Damien Steven Hirst is an English artist and art collector.
Born in Bristol, England in 1965 and winner of the Turner Prize in 1995, Damien Hirst is one of Britain's most iconic contemporary artists. Hirst graduated from Goldsmiths College, University of London. In his second year at Goldsmiths, he was the main convener of the "Freeze" independent student art exhibition in a disused warehouse in Surrey Docks, London. This exhibition brought many new artists to the fore, including Hirst, and was the start of the YBA (Young British Artists) art collective.
One of the world's richest and most influential contemporary artists, Hirst has been exploring the complex and delicate relationship between art, religion, science, life and death. Influenced by Marcel Duchamp, Hirst often creates installations using readymade objects. He has cut up, reconstituted and soaked dead animals in formalin (The Physical Impossibility of Death in the Mind of Someone Living, 1991), glued dead butterflies to the canvas with glossy paint (Omniscience, 2007) and even encrusted male skulls with diamonds (For the Love of God, 2007). These landmark artworks are visually powerful and profoundly metaphorical, prompting the viewer to confront inescapable death and reflect on the existence of life.

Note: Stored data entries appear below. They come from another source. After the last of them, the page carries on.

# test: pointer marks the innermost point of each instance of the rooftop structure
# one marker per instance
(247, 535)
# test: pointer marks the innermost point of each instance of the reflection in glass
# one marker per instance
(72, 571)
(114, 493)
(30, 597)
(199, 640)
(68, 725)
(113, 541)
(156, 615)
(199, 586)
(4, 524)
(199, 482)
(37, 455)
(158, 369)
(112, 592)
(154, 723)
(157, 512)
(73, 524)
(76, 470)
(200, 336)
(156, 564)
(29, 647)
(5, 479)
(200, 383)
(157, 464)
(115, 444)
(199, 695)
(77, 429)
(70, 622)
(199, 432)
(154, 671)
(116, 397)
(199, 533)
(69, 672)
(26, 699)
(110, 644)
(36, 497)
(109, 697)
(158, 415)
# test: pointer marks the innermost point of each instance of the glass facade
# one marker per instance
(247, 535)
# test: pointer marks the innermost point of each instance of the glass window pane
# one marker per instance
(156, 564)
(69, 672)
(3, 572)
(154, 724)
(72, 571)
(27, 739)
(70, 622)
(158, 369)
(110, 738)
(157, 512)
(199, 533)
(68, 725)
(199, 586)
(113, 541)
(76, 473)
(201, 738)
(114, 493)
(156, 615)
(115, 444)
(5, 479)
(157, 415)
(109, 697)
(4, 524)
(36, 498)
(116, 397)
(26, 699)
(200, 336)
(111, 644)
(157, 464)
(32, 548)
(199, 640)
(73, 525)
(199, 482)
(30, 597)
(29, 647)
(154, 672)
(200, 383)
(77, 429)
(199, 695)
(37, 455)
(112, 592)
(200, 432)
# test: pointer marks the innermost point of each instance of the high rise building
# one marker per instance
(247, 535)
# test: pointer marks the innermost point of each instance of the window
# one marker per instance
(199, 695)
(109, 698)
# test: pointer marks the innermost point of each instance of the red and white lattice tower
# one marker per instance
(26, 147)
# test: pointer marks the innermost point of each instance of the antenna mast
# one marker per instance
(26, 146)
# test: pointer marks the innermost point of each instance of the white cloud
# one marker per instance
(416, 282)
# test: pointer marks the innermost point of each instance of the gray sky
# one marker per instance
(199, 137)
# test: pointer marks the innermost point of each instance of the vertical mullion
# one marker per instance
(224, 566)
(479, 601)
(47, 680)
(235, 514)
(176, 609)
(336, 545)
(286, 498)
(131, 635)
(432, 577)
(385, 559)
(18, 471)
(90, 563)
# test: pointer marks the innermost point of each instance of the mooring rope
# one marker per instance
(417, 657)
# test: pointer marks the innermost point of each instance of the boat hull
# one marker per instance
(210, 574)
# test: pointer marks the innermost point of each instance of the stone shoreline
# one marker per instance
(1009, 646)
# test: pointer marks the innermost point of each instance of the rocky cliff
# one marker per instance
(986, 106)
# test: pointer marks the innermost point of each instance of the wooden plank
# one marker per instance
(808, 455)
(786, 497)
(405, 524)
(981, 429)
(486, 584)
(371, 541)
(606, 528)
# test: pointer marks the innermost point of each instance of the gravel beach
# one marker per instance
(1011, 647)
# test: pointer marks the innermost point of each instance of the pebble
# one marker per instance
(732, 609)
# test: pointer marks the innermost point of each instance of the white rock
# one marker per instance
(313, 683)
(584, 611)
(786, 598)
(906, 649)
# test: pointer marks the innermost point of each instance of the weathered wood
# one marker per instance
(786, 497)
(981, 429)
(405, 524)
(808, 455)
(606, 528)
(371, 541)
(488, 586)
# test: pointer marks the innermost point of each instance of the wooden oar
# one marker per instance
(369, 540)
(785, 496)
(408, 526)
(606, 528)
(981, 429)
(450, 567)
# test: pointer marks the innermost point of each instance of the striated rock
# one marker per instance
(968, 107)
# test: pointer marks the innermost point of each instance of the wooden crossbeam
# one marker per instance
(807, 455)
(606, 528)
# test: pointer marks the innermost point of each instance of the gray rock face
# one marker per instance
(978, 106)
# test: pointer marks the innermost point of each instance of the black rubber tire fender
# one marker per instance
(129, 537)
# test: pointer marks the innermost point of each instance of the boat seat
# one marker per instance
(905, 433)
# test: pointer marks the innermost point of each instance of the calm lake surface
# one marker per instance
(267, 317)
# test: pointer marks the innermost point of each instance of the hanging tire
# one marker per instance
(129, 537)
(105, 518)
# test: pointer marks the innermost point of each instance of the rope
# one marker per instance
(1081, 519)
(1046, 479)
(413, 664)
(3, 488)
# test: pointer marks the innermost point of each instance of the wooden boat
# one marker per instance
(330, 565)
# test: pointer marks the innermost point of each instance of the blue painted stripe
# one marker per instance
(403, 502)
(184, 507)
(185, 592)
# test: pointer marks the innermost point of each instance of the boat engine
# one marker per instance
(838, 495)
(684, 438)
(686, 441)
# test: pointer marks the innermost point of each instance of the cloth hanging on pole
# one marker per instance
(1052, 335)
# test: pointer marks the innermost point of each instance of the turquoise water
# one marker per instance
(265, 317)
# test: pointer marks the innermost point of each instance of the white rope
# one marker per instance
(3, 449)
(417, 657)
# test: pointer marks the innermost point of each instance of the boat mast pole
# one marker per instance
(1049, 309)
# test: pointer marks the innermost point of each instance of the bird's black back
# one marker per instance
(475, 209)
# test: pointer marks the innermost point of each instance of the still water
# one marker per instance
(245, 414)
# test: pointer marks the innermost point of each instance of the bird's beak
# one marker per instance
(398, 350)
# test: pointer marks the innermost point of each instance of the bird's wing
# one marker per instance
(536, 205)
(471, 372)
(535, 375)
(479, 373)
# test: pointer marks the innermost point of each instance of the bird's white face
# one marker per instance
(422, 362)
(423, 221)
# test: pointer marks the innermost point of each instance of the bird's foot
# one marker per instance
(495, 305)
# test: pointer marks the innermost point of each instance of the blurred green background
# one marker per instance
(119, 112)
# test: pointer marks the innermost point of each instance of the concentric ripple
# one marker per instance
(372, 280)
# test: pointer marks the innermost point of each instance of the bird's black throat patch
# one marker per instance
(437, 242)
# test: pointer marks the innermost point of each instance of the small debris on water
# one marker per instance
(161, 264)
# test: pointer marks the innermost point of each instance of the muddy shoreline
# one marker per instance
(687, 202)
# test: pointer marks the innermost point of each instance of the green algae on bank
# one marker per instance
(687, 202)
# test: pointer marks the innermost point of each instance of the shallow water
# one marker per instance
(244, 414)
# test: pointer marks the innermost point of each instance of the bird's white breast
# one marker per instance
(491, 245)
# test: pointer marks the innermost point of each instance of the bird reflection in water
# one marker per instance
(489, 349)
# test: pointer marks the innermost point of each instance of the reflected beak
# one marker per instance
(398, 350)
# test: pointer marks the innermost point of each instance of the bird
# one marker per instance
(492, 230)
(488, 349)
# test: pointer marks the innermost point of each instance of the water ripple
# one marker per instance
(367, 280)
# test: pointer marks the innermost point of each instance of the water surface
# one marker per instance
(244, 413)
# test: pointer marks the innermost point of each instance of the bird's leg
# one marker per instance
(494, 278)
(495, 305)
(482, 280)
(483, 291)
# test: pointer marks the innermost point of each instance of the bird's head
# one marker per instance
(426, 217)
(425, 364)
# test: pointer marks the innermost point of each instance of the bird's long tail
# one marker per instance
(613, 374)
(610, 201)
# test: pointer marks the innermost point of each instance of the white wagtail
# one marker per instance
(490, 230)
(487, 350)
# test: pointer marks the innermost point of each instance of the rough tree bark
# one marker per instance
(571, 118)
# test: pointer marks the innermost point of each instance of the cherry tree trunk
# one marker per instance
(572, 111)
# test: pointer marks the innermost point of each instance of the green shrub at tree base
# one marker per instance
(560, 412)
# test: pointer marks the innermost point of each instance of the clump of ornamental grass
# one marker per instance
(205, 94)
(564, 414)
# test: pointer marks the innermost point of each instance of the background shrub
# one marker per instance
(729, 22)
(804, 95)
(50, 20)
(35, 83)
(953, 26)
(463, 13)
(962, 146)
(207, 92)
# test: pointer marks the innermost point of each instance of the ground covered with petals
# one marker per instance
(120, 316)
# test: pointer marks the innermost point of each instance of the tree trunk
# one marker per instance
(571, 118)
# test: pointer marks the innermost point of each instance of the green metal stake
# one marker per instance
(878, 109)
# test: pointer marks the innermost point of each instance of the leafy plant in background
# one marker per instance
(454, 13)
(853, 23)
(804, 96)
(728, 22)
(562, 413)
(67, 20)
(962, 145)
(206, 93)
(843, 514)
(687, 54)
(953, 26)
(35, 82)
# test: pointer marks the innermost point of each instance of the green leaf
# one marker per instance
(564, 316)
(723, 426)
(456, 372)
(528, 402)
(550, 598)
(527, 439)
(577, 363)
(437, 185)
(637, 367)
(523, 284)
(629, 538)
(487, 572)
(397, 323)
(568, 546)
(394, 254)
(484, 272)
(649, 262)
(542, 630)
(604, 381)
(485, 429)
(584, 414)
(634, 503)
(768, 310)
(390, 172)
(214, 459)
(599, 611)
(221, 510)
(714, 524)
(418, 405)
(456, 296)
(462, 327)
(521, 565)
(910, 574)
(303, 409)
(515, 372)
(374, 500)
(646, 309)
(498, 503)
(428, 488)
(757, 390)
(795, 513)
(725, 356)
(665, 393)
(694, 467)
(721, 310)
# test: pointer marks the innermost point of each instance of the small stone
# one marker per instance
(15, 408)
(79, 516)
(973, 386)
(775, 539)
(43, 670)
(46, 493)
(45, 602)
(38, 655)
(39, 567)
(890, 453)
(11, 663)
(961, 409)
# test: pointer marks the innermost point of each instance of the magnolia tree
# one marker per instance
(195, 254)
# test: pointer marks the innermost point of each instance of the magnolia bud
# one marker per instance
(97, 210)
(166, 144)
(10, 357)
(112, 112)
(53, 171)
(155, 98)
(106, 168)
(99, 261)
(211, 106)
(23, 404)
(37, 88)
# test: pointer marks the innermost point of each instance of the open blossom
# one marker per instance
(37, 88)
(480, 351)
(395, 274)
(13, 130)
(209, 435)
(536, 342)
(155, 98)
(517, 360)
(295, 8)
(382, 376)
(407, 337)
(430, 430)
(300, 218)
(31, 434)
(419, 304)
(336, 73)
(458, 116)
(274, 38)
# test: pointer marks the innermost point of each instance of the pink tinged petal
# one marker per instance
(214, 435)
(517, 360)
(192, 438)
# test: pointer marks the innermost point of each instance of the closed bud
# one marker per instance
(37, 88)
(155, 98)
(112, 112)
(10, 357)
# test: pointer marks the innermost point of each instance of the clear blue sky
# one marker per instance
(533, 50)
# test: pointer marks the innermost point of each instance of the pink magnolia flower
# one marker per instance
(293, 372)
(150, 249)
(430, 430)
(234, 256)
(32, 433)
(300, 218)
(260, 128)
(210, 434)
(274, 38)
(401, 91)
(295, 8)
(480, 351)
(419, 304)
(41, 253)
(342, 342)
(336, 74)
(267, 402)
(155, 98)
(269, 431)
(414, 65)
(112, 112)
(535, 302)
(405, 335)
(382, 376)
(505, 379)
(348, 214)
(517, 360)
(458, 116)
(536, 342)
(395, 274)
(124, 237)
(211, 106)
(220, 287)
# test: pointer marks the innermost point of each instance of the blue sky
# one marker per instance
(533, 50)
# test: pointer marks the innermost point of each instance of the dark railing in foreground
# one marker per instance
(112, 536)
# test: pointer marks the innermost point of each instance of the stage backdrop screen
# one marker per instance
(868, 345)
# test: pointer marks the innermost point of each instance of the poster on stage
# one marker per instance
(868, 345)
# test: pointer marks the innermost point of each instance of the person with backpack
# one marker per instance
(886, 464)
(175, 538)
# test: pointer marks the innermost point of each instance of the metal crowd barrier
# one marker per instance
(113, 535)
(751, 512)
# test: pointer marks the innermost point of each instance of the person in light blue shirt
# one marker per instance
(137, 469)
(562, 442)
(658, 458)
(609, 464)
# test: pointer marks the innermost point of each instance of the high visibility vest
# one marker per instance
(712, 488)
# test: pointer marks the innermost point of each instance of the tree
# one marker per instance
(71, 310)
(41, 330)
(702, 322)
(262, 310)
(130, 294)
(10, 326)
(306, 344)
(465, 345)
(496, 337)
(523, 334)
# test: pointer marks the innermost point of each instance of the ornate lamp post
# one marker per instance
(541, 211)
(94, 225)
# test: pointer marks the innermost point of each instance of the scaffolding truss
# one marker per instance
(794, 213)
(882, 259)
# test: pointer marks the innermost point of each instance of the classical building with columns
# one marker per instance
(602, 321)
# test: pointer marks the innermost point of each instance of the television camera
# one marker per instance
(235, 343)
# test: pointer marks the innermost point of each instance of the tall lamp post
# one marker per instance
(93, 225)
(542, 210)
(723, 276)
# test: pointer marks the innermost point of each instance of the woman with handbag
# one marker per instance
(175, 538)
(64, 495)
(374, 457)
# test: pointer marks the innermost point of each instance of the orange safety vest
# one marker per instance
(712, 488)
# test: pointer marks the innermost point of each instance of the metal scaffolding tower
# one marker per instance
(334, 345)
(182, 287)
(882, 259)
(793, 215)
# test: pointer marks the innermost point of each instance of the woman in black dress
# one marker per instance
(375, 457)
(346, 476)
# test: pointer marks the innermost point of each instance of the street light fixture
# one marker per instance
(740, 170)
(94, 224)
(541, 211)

Hirst is also fascinated by colour. "Spot Paintings" is one of his most widely known series of artworks. Hirst combines random and non-repetitive coloured spots in a regular grid form, showing the perfect harmony and interaction between the individual colours (LSD, 2000). Hirst says: "I believe all painting and art should be uplifting for the viewer... I love colour. I feel it inside me. It gives me a buzz." In the Medicine Cabinets series, represented by Lullaby Spring, Hirst uses colour as a way of exploring the truths of life. His sculptures of pills are arranged as coloured dots, a metaphor for the fragility of life and the futility of human flight from death.